We know director Lois Anderson is going to take us on a strange and soul-searching ride when the lights first come up on a forced-perspective room/cell with a single light and a chair. Very Samuel Beckett. Enter chalk-faced Felix and he fixes us with his haunted eyes like two burning coals in a haggard white face. “I don’t know why you’re here”, he says, looking out at us. But we are and the going gets interesting. His story begins.
Born to trapeze artists The Flying Olga (“the darling of Leningrad”) and The Great Frank, Felix is delivered in a circus bathtub, unwanted and unloved. Olga has shit in the tub the moment before his birth and that sets the tone for Felix’s life thereafter. All he wants is, “some hint or clue she loves me.” “You’re AWOL,” says Smile, “Absent without love.”
Felix does find love at the age of seven with the circus seamstress’s daughter Aja but like everything else in his life, it goes badly. He suffers what Smile calls “Love-aria” and he feeds young Felix wine and dope to overcome it. But with the tent-maker’s son out of the picture when Aja gets chickenpox, love flourishes for a while.
But, “Everything wonderful is followed by something – else”, adult narrator Felix warns us.
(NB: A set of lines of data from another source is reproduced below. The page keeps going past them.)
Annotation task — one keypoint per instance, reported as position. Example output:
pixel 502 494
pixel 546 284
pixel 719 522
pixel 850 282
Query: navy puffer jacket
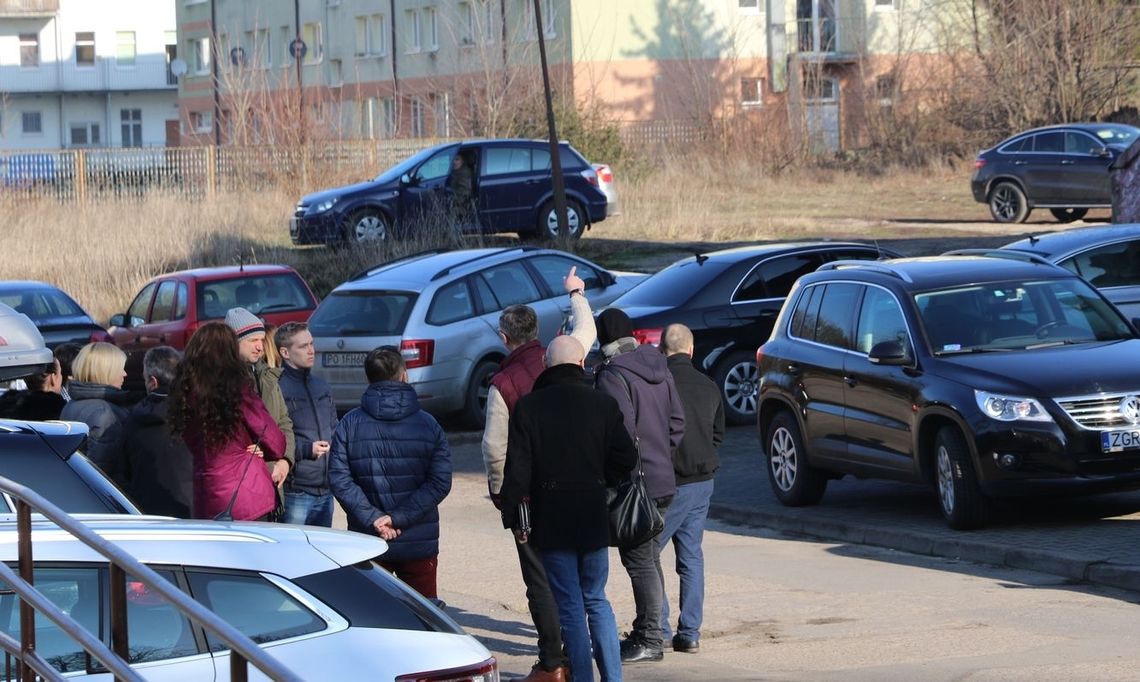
pixel 390 457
For a play titled BUFFOON, it is remarkably dark. Responding to a stranger hollering “buffoon” at him, Felix thinks he might have found his calling. He becomes a circus clown (or stand-up comic), but he’s singularly unfunny and BUFFOON gets darker and darker. Indeed, in this part of the play, Irani – like Felix – appears to go sideways in an extended scene in which ‘bouffon’ Felix mimes a first kiss using a sock puppet a-la-Sesame Street. Briefly, energy drifts away.
BUFFOON is tough going but is rocketed to a starry realm by Andrew McNee’s performance. One of the funniest actors to grace our various stages, McNee shows us just how deep he’s prepared and able to go. There are his turns as The Flying Olga: sitting sideways, one leg crossed over the other, languidly dragging on her cigarette. The Great Frank, dour and Scottish; Smile, slumped, English-accented, soft-spoken and wise; Aja, sweet, flicking her hair, head slightly inclined; and Felix – hopeful and awkward as a boy, increasingly lost and bewildered as a man.
McNee’s is a virtuosic performance, not to be missed. Every gesture, every word opens our hearts to born-in-a-bathtub Felix. Billed as somewhere between hilarious and heartbreaking, I found it seldom funny, more often harrowing and, at times, obscure. But BUFFOON is extraordinarily and hauntingly realized by director Anderson, set designer Amir Ofek, lighting designer Itai Erdal and composer/sound designer Joelysa Pankanea. It is almost mesmerizing in its presentation.
“There are two important days in your life”, Smile tells Felix. “The day you are born and the day you find out why.” Perhaps Felix finds out why. But is it too late for al-jabr?
(The role of Felix alternates between Andrew McNee and Kayvon Khoshkam.)